When an Aledo family became the foster family for 13- and 15-year-old boys seven months ago, a Lifebook helped them all understand each other.

Lutheran Social Services of Illinois is working to promote the benefits of Lifebooks for children in foster care. A training DVD featuring local foster care providers, like Nellie Goderis of Aledo, is being shown throughout the state.

"They (the books) are important for both case workers and for children," said Monica Johnson, statewide post-adoption training and services coordinator who is based in Rock Island. "These are books to promote healing and understanding for children who have experienced trauma, loss or change in their lives."

The books include a wide variety of information about the child, including information about their life now, a time line about their past, and goals for the future. It can include information about the child's hobbies and talents, and photos and observations about the child from people in their life. "It also talks about their future goals and what they want to do later in life to show them where they are right now is not where they are going to be for the rest of their life," Ms. Johnson said.

The time line outlines the child's living situation from birth until the present. The books also include vital records like a birth certificate or hospital record. "They are books that keep a record of the child's life while they are in foster care," Ms. Johnson said. "They are a therapeutic tool to help children make sense of why they have been removed from their biological family and placed in foster care."

When a child's living situation changes it can be very confusing for the child, said Kimberly Martin, a therapist with Lutheran Social Services. "Having a Lifebook allows the kids to be able to track everything from when they lived with their birth parents, through all their foster placements, their extended family," Ms. Martin said. "It allows them to have access to information if they are adopted that they might not otherwise have access to."

The Lifebook also gives the child a place to write about why they think they were placed in foster care so that the foster parent or caseworker can understand and help them process their thoughts, Ms. Johnson said. "It's a concrete tool," she said.

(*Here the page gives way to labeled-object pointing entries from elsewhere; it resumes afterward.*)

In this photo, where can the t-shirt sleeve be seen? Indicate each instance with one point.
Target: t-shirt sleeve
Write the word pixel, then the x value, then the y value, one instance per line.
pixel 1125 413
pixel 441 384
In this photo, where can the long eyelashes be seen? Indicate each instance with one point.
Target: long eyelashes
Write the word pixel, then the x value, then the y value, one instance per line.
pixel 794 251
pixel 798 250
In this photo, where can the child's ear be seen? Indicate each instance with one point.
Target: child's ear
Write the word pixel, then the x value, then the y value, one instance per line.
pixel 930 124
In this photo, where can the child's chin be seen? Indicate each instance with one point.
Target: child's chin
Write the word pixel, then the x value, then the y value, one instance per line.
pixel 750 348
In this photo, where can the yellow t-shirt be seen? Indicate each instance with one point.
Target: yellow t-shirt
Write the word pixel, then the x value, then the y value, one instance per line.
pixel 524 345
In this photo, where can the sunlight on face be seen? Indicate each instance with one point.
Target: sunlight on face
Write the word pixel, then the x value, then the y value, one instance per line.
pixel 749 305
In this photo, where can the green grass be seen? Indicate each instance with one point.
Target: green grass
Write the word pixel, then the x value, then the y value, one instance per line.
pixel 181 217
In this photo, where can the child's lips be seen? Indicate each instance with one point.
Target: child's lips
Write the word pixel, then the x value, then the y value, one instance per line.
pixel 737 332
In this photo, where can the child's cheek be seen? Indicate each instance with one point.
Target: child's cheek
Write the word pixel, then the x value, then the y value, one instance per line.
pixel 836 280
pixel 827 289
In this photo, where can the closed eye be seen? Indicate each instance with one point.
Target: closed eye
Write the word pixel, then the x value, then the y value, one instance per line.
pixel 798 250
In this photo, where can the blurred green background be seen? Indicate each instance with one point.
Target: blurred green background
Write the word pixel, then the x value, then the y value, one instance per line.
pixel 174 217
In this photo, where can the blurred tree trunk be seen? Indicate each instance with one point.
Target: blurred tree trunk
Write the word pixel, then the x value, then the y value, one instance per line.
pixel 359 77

The books have helped Mrs. Goderis' foster sons "stay connected with who they are, their roots," she said. "It's important for kids to not have any empty holes in their life," she said. "By maintaining pictures of biological family, siblings, that keeps them connected to who they are."

When they add in things like report cards and pictures of things the biological family missed, it's a way to keep them connected too. "It's something when they go on visits that they can take with, ... so that their family doesn't miss anything in their life either."

Even if a child is returned home to their biological family, a Lifebook can help them remember the time they were away. "Sometimes children are in care for a long, long time and they leave foster care and they have no record," Ms. Johnson said. "They lose a huge part of their life. Some of these kids have holes and missing pieces of their life."

When they get to be adults, they can't remember which foster care home they were in during which time period. "Their memories blur together," Ms. Johnson said. "Children can't heal when their life is a blur. (The Lifebook) is a concrete piece they can look at, understand, interpret and re-interpret."

The book continues to grow as the child grows because they may understand their situation differently at different ages, she said. "It's more than a scrapbook. It talks about sad things along with happy things," Ms. Johnson said.